The reasons were simple. He was the most dynamic performer the business had ever seen up to that point. His arsenal of aerial maneuvers would be considered amazing even by today's standards; back then, he was a legitimate phenomenon. Hurricanranas, flying dropkicks, victory rolls and flying body presses dazzled 1950s audiences used to seeing athletes who almost never left their feet. His signature move, the Argentine Backbreaker (known to newer fans as the Human Torture Rack) also brought crowds to a frenzy.
The ethnic factor also played a big part. Rocca was of Italian heritage and hailed from Latin America, making him a drawing card for two of the New York area's largest populations. His fan following was passionate, as is evidenced by the famous riot that erupted at Madison Square Garden on a night in 1957 when Rocca was busted open by Dick the Bruiser.
Rocca began his career as a teenager, training under the legendary Stanislaus Zbyszko. In the United States, he began his career in Texas, but was quickly brought to New York in the late 1940s by Joseph "Toots" Mondt, the kingpin of wrestling in the Big Apple. Mondt shared Rocca with other promoters in the region, including a newcomer from Washington, D.C. named Vincent J. McMahon. Eventually, McMahon managed to convince Rocca to join his troupe full-time. This, along with his use of television, allowed McMahon to gain enough leverage to become the major player in the territory.
Although Rocca never held a World Championship, it really didn't matter. In arenas like Madison Square Garden, he was such a big deal that his matches were always main events, even if the NWA World Champion was also competing on the card; the Argentine acrobat was the man the people came to see. During this period, only Gorgeous George was a bigger star, and on the East Coast Rocca was the uncontested king.
In the late 1950s, Rocca formed a partnership with Puerto Rican Superstar Miguel Perez, and the duo became the first holders of the United States Tag Team Championship, the title that would eventually evolve into today's World Tag Team Championship.
By the time WWE was created as an independent entity outside the NWA in 1963, Rocca had already given way to Bruno Sammartino as the company's top Superstar. In the 1970s, he returned to WWE as an announcer, calling the action with a very young Vincent K. McMahon. He did this right up until his untimely death in 1977.
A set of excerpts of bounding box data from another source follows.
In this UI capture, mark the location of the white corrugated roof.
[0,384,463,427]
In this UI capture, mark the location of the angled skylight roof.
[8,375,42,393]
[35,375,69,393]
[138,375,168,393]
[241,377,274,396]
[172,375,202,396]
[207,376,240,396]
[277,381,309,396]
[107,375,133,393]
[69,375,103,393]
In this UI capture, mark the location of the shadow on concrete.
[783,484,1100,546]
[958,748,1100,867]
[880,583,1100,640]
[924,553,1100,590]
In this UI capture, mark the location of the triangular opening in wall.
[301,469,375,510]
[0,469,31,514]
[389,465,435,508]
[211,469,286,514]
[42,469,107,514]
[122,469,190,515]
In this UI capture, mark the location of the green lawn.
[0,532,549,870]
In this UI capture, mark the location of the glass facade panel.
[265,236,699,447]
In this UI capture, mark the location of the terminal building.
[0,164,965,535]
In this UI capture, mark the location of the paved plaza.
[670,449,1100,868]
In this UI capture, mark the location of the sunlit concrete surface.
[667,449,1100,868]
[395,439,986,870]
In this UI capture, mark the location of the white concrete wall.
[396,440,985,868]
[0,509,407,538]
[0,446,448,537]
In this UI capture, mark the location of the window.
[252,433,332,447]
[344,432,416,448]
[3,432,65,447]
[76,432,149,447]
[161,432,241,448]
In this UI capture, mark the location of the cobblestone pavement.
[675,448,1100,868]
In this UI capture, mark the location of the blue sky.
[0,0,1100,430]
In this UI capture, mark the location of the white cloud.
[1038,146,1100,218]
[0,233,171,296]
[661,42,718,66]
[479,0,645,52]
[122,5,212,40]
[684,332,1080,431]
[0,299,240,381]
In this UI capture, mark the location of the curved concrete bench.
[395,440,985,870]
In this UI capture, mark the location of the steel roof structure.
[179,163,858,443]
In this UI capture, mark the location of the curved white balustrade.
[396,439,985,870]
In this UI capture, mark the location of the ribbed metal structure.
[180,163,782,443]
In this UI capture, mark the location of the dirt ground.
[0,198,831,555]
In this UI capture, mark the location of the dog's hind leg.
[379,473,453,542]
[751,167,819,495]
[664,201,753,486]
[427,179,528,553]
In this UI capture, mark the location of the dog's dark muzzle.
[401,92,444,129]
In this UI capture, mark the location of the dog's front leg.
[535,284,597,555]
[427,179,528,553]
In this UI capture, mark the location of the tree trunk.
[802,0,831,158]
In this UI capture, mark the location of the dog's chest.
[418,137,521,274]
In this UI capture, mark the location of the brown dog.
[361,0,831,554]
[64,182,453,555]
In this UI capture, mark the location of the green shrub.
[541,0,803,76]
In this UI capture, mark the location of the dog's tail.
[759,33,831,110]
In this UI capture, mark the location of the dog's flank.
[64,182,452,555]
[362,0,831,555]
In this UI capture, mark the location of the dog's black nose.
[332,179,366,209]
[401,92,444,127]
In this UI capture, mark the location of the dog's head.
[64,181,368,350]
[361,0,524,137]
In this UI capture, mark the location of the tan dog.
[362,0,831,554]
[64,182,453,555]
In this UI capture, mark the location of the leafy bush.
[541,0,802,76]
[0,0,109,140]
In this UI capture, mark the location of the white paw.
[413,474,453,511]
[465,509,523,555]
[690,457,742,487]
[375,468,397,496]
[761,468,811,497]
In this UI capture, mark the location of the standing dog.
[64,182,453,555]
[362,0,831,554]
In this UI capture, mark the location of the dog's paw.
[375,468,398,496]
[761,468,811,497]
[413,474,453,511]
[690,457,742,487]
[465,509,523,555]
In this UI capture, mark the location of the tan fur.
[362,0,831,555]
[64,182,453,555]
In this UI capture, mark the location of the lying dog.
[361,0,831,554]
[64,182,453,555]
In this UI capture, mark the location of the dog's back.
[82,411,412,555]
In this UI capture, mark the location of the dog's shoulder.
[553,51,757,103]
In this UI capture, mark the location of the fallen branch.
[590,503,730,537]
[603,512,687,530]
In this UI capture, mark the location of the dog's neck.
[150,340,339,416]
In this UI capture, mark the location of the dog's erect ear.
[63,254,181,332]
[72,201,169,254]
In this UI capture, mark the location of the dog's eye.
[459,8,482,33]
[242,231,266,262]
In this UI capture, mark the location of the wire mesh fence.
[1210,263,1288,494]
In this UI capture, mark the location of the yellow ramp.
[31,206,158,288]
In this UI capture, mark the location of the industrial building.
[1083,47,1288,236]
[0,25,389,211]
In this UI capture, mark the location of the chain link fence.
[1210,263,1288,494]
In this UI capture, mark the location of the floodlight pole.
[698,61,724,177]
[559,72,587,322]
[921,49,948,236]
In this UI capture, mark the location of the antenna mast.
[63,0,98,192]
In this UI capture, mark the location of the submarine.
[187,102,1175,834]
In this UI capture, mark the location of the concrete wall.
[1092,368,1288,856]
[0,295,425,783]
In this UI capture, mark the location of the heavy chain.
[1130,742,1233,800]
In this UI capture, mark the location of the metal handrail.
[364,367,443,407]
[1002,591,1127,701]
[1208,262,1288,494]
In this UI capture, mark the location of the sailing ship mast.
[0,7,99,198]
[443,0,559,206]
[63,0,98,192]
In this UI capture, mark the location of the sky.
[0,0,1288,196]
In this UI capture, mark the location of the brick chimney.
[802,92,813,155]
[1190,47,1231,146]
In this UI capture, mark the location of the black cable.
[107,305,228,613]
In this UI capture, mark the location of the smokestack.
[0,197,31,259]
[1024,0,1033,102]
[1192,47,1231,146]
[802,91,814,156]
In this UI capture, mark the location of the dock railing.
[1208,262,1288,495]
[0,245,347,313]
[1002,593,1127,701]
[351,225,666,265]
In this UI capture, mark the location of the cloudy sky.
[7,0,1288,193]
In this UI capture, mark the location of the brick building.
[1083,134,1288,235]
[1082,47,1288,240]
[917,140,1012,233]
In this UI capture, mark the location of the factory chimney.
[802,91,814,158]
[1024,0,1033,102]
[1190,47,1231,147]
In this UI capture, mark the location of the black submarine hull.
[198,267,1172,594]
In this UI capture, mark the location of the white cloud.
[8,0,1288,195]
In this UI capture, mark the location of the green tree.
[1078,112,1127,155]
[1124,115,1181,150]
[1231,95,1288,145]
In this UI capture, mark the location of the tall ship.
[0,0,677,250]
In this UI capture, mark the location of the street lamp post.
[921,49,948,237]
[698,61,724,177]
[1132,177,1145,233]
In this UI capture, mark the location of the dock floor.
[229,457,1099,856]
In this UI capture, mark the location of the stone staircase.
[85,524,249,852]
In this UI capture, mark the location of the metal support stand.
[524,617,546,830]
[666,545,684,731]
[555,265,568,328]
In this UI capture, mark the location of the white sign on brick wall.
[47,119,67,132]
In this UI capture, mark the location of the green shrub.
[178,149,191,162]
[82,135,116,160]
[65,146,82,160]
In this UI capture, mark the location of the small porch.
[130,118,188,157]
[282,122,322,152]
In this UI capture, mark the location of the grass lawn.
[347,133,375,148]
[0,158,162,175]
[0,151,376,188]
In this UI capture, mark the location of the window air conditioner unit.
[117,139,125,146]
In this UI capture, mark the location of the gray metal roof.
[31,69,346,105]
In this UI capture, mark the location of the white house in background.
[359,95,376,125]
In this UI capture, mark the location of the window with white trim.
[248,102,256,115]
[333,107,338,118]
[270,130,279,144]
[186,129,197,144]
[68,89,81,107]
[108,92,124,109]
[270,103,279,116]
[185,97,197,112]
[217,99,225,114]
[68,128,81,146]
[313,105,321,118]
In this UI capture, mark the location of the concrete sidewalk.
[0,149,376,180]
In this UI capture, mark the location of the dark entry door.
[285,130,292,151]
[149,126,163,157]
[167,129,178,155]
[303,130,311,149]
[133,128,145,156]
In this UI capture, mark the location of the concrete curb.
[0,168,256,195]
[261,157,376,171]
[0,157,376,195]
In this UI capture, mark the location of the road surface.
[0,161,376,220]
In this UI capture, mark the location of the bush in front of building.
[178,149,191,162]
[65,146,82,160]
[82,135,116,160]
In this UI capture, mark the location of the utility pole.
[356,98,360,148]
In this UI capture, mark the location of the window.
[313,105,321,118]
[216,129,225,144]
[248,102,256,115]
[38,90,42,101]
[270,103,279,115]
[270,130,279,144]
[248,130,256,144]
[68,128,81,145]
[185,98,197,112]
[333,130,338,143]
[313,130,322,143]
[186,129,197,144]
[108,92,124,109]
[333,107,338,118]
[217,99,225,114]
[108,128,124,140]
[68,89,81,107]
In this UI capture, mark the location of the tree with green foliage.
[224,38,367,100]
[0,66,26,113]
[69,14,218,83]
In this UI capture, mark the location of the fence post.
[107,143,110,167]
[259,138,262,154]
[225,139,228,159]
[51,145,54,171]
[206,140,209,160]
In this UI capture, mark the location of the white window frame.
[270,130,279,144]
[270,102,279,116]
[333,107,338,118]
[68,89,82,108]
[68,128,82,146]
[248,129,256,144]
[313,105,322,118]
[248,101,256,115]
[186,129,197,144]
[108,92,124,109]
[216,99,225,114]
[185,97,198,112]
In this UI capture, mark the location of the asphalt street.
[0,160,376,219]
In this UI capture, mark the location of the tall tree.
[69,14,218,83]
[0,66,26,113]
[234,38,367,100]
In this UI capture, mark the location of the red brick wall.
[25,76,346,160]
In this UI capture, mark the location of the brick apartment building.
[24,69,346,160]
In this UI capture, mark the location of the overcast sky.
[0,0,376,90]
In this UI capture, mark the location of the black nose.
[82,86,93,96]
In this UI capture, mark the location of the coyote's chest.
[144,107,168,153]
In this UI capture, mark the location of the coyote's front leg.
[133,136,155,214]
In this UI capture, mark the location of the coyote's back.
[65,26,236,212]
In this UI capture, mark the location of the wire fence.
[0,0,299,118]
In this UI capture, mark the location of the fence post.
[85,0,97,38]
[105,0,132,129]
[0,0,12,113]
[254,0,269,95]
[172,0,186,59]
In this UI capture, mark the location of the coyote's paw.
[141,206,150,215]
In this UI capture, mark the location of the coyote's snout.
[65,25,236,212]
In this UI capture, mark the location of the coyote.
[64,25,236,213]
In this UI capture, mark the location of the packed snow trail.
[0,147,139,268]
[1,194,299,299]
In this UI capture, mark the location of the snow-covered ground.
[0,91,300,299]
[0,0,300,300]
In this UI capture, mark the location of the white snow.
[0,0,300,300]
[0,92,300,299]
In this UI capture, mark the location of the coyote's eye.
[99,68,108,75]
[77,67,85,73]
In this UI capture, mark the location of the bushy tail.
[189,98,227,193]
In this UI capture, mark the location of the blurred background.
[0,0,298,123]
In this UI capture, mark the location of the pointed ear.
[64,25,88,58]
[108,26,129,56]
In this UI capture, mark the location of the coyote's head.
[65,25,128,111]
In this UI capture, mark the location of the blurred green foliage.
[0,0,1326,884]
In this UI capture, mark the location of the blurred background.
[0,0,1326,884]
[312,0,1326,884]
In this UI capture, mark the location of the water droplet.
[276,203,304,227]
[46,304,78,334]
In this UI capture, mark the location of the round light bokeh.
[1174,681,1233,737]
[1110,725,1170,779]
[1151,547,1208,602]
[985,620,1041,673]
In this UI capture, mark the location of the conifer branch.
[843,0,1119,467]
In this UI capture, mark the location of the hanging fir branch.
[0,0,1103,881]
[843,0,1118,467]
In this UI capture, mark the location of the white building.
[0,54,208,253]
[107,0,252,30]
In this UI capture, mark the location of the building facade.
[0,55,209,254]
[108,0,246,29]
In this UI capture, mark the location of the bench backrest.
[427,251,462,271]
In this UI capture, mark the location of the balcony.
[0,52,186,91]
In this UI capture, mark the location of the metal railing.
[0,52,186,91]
Antonino Rocca is sometimes left off lists of the greatest Superstars in WWE history simply because he was around before the letters were. But Rocca was the first major Superstar promoted by the McMahon family, and no such list would be complete without him. In 1995, then-WWE Champion Diesel posthumously inducted Rocca into the WWE Hall of Fame, cementing his place amongst the elite.